函館本線の鉄道貨物、国と北海道が協議へ…沿線では函館-新函館北斗間の存続に焦点か 北海道新幹線の並行在来線問題

函館と新函館北斗を結ぶ『はこだてライナー』。同区間は北海道新幹線の着工同意と引き換えにJR北海道が電化を行なった経緯があるが、電車運行のコストが仇となり、気動車運行による道南いさりび鉄道よりも大きな経費を要することが懸念されている。
  • 函館と新函館北斗を結ぶ『はこだてライナー』。同区間は北海道新幹線の着工同意と引き換えにJR北海道が電化を行なった経緯があるが、電車運行のコストが仇となり、気動車運行による道南いさりび鉄道よりも大きな経費を要することが懸念されている。
  • 道南いさりび鉄道を走るEH800形電気機関車牽引の貨物列車。仮に函館本線の長万部以南が廃止されれば本州~北海道間の鉄道貨物が寸断され、そのアプローチを担う同鉄道も収益の大半を占める貨物調整金を失ない、死活問題になりかねない。

斉藤鉄夫国土交通大臣は9月20日に開かれた定例会見で、北海道新幹線新函館北斗~札幌間の並行在来線について記者の質問に答えた。

並行在来線のうち、函館~長万部間については、8月31日に開かれた北海道新幹線並行在来線対策協議会の第9回渡島ブロック会議で、沿線自治体(函館市、北斗市、七飯町、鹿部町、森町、八雲町、長万部町)が全線の第3セクターによる鉄道存続に厳しい認識を示し、財政面でさらに精査する必要があるとされている。これを受けた各種報道では同区間の鉄道存続が事実上、断念とされているが、その場合、本州と北海道を結ぶ鉄道貨物が寸断され、北海道の農業や経済に多大な影響を与えることが懸念される。

これについて斉藤大臣は「農産品の輸送など北海道と本州を結ぶ貨物鉄道輸送を担う重要な路線であると認識しており、北海道と本州の間の物流を着実に確保していく観点から、北海道庁やJR貨物、JR北海道などの関係者と必要な対応を検討していく必要がある」と重要性を認めた上で、北海道物流のあり方、国全体の物流のあり方というふたつの観点から国と北海道が共同で議論していくことが重要だと述べた。

一方、鈴木直道北海道知事は9月13日の定例会見で重要性を認識しながら「今後の進め方については現在検討中であるとお伺いしているところであります」と述べるに留め、国の出方を待つ態度を示していたが、今回の国交相の発言により議論を行なう方向で固まったようだ。
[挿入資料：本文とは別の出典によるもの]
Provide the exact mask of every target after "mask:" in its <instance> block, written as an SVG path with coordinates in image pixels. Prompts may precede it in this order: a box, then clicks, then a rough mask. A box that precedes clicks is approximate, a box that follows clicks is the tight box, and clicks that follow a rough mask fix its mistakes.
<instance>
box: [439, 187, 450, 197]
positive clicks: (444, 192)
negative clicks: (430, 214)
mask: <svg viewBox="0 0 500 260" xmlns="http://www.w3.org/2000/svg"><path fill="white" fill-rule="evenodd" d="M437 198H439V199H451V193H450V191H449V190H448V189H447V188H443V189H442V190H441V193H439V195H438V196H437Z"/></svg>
なお、函館~長万部間のうち、北海道新幹線の連絡列車『はこだてライナー』が運行されている函館~新函館北斗間については、8月31日の渡島ブロック会議で工藤壽樹(くどうとしき)函館市長が第3セクターによる存続を要望しているが、その場合、隣接する北斗市も関与することから、池田達雄北斗市長は、現在、関与している道南いさりび鉄道(五稜郭~木古内)を例に出し「運行距離だけを申し上げますと、函館・新函館北斗間というのは(道南いさりび鉄道の)半分なんですね。半分の運行距離なんですが、単年度の収支というのは逆に大きな金額になっていると。この辺はかなり検討する余地は私はあるのではないかと考えております」と述べ、さらなる精査を求めている。

最終的な結論は、当初のロードマップでは3年後の2025年までに出すことになってはいるものの、盛田昌彦鹿部町長は町民への説明があるとして、前倒しを主張。また、岩村克詔(いわぬまかつのり)八雲町長は「我々、新函館北斗駅から函館駅の議論に入っても、なかなか発言といっても難しい発言なので」と述べており、地域事情が対立する長大線区ならではの問題が改めて浮き彫りになっている。